NDS Federation Services:
To support NDS services based on the search/share/publish/re-use model where data, data-tools, and documents are first-class objects across many sites and are orchestrated by a set of NDS federated services, NDSLabs should be working towards providing turn-key Federation as a Service for Data Applications - a packaged set of services that can be deployed quickly and easily at NDS sites (on site resources, with site management) that enable NDS capabilities on-site and automatically inter-operate with the larger federation to provide data search and access, compute-near-data, ready-to-use data tools, and ease-of-use. The features of such a system include
Site self-service - a site can self-deploy and self-manage NDS services
Loosly coupled – sites and site-services can come/go at will without intervention
Extend not replace – NDS services work with existing infrastructure, leveraging their capabilities and making resources available across the federation – including compute, data, and authentication/access
Self-monitoring – monitoring is automated for the site, and across the federation
Auto-remediation – automatic recovery from resource unavailability, network errors, application crashes, etc. without human intervention
Scalability – sites can easily add more compute or storage as demand requires
Simple data registration – sites can easily publish data-sets making them usable and searchable
Policy-based controls – data and compute access can be restricted using simple policy controls
Data and compute mobility – data can be copied to compute, compute can be deployed near-data, on-demand
To support these features, NDSLabs can develop and provide:
Turn-key site infrastructure – container-based scalable cluster-OS and installation tools to deploy on existing IaaS (OpenStack), or bare systems.
Local service adapters - a set of containerized services that adapt and integrate existing site compute and data resources, and provide local control, monitoring, analytics
Federation services – a set of containerized services that integrate the site with the federation – provides search, data transfer, and local compute
Interfaces for 3rd party NDS applications – enables development and deployment of new services onto the NDS fabric.

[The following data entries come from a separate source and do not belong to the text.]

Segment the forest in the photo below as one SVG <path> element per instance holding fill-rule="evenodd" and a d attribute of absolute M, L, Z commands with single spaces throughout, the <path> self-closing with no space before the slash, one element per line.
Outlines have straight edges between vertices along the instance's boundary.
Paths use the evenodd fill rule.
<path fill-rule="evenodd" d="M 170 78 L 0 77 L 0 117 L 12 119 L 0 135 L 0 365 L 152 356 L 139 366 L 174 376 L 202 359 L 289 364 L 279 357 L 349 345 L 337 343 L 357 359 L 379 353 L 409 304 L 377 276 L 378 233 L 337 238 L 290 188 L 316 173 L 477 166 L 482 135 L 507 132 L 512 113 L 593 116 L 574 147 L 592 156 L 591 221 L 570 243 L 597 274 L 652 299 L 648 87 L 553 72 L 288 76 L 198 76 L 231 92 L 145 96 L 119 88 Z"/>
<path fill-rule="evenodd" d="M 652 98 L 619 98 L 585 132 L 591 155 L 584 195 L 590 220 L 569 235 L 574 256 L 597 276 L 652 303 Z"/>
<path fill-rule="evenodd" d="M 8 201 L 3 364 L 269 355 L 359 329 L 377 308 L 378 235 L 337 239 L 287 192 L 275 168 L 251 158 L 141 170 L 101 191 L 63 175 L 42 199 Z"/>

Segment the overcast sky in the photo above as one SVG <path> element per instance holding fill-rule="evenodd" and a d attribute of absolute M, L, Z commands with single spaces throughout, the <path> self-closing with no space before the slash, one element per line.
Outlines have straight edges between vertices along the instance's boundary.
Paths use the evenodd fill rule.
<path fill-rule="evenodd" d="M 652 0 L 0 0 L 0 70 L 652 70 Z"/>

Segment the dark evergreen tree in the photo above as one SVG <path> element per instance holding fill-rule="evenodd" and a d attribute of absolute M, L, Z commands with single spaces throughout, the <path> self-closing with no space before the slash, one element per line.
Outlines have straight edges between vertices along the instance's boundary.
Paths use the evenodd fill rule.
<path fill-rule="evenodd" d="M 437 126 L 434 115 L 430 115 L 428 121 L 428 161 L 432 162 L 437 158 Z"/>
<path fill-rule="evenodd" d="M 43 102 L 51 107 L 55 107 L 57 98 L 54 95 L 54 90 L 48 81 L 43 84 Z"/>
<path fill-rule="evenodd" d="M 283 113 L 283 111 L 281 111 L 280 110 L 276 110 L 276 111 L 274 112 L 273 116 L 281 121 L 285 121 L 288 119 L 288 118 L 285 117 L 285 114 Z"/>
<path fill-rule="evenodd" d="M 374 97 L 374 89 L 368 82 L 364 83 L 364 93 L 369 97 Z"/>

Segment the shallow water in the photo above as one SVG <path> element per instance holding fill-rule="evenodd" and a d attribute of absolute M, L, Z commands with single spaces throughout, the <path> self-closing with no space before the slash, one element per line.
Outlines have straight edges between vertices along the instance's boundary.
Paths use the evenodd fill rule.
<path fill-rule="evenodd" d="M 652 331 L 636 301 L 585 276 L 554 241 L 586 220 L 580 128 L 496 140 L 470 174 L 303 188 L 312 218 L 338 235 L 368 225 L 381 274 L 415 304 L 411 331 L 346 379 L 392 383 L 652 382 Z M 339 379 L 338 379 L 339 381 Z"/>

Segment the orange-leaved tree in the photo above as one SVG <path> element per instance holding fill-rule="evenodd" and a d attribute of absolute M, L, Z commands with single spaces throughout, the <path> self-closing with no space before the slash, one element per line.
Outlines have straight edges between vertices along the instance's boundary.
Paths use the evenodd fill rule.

Supports the NDS core services and approved 3rd party services
Build federated multi-site cluster SDSC/TACC/NCSA and evaluate
In cooperation with site-admins using refined deploy tools
Not clear if federated clusters in-orchestration or multiple independent clusters with NDSL federation services are better, or some mix.
Build/test core per-site with federation integration services:
ID/auth/access – dex or keycloak?
Data interface service: site-run auto-federating data/tool registration
Determine a re-usable policy architecture for federated services: needs goals in federation, points of policy application, mechanisms for policy enforcement at those points, policy decision engine.
Implement site/federated software-defined data-integration services: – interfaces and mechanisms for adapting to local data in low-level: (filesystem, NFS, GPFS,…) and high-level (swift, HFS, …)
Perhaps with data movement (globus, zfs-send, …) and dataset caching for multi-site copy.
Implement compute near-data service – integrated with local data-set registration and auth/access policy integration
Implement turn-key data-publishing service for sites: turnkey full-stack of re-usable site-side publishing services/tools enable deploy on local provisioned infrastructure.